For this model, I tried the following prompt:

What is the meaning of life?

Running the llm-jp models

For the two llm-jp models, the overall process was exactly the same. The main things that changed were:

  • the model repository
  • the target model name
  • the conversation template

I used:

  • llm-jp-3-440m-instruct3 with CONV_TEMPLATE="llm-jp"
  • llm-jp-3.1-1.8b-instruct4 with CONV_TEMPLATE="llm-jp"

In practice, that meant replacing only a few environment variables before re-running the same sequence of commands.

A simplified pattern for the llm-jp models looked like this:

export MODEL_REPO="<llm-jp model repo>"
export TARGET_MODEL_NAME="llm-jp-3-440m-instruct3"
export QUANTIZATION_TYPE="q4f16_1"
export CONV_TEMPLATE="llm-jp"

or:

export MODEL_REPO="<llm-jp model repo>"
export TARGET_MODEL_NAME="llm-jp-3.1-1.8b-instruct4"
export QUANTIZATION_TYPE="q4f16_1"
export CONV_TEMPLATE="llm-jp"

Then I ran the same uvx hf download, mlc_llm convert_weight, mlc_llm gen_config, mlc_llm compile, and mlc_llm chat commands.

For the llm-jp models, I tried this prompt:

自然言語処理とは何か

That gave me a quick sanity check for Japanese instruction-following behavior.

A few points that mattered in practice

A few details were easy to miss but important:

Use the correct conversation template

This was the main model-specific setting in my workflow.

For my tests:

  • Qwen3-0.6B used qwen2
  • both llm-jp models used llm-jp

Compile for the device you plan to run on

On this desktop machine, I compiled with:

--device cuda

and then ran with:

--device "cuda:0"

That matched the target hardware, which in this case was the RTX 4090.

Final thoughts

This post was a continuation of my earlier article.
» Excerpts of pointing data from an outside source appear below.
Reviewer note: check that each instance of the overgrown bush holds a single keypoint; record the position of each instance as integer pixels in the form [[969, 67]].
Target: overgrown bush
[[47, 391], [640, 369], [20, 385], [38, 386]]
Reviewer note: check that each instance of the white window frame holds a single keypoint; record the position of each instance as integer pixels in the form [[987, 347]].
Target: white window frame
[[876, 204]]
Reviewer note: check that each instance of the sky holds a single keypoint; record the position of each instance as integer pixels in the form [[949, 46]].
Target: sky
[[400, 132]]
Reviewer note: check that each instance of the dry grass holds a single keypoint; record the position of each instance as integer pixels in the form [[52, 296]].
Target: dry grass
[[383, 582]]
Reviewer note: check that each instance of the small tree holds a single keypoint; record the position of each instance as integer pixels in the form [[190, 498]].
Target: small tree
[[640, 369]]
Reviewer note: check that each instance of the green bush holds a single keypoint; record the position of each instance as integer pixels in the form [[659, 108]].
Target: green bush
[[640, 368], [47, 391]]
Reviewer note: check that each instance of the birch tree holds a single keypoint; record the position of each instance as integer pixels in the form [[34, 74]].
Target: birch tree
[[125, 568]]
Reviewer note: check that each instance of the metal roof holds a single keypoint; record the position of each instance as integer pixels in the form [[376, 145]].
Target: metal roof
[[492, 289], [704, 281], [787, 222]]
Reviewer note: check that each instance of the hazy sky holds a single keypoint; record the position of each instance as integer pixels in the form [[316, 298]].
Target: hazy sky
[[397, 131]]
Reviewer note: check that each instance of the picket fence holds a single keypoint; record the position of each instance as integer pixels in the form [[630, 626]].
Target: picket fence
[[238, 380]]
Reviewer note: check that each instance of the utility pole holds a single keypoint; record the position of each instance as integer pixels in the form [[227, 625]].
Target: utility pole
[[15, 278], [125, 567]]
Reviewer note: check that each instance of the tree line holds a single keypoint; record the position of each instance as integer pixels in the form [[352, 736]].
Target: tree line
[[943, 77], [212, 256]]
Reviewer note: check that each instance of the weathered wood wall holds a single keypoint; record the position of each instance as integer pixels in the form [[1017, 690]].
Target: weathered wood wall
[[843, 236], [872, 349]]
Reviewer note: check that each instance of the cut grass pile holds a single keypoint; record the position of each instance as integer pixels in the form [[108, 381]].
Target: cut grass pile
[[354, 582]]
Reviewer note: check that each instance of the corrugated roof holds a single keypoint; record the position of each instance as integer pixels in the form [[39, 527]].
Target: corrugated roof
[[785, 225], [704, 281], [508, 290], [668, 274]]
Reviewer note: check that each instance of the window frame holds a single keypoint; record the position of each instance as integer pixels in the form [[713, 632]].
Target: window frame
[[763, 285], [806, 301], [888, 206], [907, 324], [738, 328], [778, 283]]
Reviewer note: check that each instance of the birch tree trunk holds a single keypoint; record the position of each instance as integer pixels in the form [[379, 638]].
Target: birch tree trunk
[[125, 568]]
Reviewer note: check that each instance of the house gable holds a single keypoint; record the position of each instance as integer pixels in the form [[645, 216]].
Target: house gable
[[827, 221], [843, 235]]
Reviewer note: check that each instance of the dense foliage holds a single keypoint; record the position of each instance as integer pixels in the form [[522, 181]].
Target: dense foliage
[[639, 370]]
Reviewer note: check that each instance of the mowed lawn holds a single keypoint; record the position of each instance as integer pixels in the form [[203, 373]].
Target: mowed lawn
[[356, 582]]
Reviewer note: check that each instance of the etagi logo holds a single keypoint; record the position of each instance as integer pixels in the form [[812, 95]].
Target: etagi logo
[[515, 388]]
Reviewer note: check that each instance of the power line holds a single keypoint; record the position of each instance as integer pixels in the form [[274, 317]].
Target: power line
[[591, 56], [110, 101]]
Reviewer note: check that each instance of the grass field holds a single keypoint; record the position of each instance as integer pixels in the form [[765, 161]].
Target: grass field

Once that build environment was ready, compiling and running actual models turned out to be fairly structured:

  1. download the model
  2. convert the weights
  3. generate the config
  4. compile the library
  5. run the model

On my RTX 4090 desktop, this workflow worked for:

  • Qwen3-0.6B
  • llm-jp-3-440m-instruct3
  • llm-jp-3.1-1.8b-instruct4

The core process stayed the same across models. That consistency is one of the things I like about using MLC-LLM for local model execution: once the toolchain is in place, the path from model download to local chat is relatively straightforward.